String objects created with the new operator do not refer to objects in
the string pool but can be made to using String's intern() method. The java.lang.String.intern()
returns an interned String, that is, one that has an entry in the
global String pool. If the String is not already in the global String
pool, then it will be added. For example
public class Program
{
public static void main(String[] args)
{
// Create three strings in three different ways.
String s1 = "Hello";
String s2 = new StringBuffer("He").append("llo").toString();
String s3 = s2.intern();
// Determine which strings are equivalent using the ==
// operator
System.out.println("s1 == s2? " + (s1 == s2));
System.out.println("s1 == s3? " + (s1 == s3));
}
}
The output is
s1 == s2? false
s1 == s3? true
There is a table always maintaining a single reference
to each unique String object in the global string literal pool ever
created by an instance of the runtime in order to optimize space. That
means that they always have a reference to String objects in string
literal pool, therefore, the string objects in the string literal pool
not eligible for garbage collection.
String Literals in the Java Language Specification Third Edition
Each string literal is a reference to an instance of class String.

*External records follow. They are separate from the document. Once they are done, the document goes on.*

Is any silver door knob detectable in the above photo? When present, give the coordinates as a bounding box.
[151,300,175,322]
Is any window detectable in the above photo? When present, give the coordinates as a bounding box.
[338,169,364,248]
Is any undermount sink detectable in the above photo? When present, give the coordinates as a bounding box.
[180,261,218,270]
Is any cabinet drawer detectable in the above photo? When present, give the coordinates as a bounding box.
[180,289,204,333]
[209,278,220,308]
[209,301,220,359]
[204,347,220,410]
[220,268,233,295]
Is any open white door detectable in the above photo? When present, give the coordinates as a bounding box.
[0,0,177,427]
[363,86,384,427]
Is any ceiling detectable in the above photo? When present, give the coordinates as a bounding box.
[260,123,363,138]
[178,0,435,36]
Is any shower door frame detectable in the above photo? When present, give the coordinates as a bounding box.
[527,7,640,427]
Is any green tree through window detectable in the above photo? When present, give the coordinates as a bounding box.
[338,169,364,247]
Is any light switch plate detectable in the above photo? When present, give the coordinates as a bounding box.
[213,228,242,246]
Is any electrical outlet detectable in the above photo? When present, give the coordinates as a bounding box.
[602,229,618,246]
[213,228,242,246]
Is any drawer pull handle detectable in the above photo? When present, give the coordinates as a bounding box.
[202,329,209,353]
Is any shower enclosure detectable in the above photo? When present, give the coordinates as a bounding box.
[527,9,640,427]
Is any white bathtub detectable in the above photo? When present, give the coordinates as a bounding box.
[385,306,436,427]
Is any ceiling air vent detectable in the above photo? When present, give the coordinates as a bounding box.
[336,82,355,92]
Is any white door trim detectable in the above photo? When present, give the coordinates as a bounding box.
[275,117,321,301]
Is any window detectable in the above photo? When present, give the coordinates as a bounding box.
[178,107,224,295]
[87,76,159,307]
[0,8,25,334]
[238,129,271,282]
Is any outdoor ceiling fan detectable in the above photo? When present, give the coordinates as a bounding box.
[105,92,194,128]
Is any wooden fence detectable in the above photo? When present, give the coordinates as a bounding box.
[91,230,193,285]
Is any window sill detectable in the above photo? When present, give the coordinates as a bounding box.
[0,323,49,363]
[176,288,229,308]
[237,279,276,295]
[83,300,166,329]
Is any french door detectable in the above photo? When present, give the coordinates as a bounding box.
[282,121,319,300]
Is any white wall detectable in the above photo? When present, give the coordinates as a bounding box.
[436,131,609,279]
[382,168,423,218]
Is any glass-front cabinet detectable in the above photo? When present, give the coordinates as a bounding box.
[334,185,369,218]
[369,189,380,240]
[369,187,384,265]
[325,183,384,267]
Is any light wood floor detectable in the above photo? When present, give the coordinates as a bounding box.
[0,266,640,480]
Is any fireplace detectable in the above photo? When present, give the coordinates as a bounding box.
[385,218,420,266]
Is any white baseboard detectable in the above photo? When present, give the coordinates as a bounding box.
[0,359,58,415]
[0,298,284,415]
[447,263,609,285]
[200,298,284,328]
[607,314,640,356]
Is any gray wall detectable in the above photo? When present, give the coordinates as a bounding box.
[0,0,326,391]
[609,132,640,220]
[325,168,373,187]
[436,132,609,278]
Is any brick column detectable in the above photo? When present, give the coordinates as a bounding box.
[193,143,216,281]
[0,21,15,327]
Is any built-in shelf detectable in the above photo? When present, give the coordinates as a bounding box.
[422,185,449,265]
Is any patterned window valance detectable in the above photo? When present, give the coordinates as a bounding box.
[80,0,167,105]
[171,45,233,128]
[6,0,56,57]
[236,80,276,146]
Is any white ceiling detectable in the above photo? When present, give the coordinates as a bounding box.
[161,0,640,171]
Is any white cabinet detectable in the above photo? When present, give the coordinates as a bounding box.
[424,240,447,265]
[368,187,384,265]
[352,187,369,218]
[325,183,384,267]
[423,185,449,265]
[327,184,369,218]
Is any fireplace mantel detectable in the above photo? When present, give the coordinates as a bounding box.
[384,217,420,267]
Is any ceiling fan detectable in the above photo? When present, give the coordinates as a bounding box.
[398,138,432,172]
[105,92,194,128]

String objects have a constant value. String literals-or, more
generally, strings that are the values of constant expressions-are
"interned" so as to share unique instances, using the method String.intern.
Thus, the test program consisting of the compilation unit:
package testPackage;
class Test {
public static void main(String[] args) {
String hello = "Hello", lo = "lo";
System.out.print((hello == "Hello") + " ");
System.out.print((Other.hello == hello) + " ");
System.out.print((other.Other.hello == hello) + " ");
System.out.print((hello == ("Hel"+"lo")) + " ");
System.out.print((hello == ("Hel"+lo)) + " ");
System.out.println(hello == ("Hel"+lo).intern());
}
}
class Other { static String hello = "Hello"; }
and the compilation unit:
package other;
public class Other { static String hello = "Hello"; }
produces the output:
true true true true false true
This example illustrates six points:
- Literal strings within the same class in the same
package represent references to the same String object.
- Literal strings within different classes in the same
package represent references to the same String object.
- Literal strings within different classes in different
packages likewise represent references to the same String object.
- Strings computed by constant expressions are computed
at compile time and then treated as if they were literals.
- Strings computed by concatenation at run time are newly
created and therefore distinct.
The result of explicitly interning a computed string is the same
string as any pre-existing literal string with the same contents.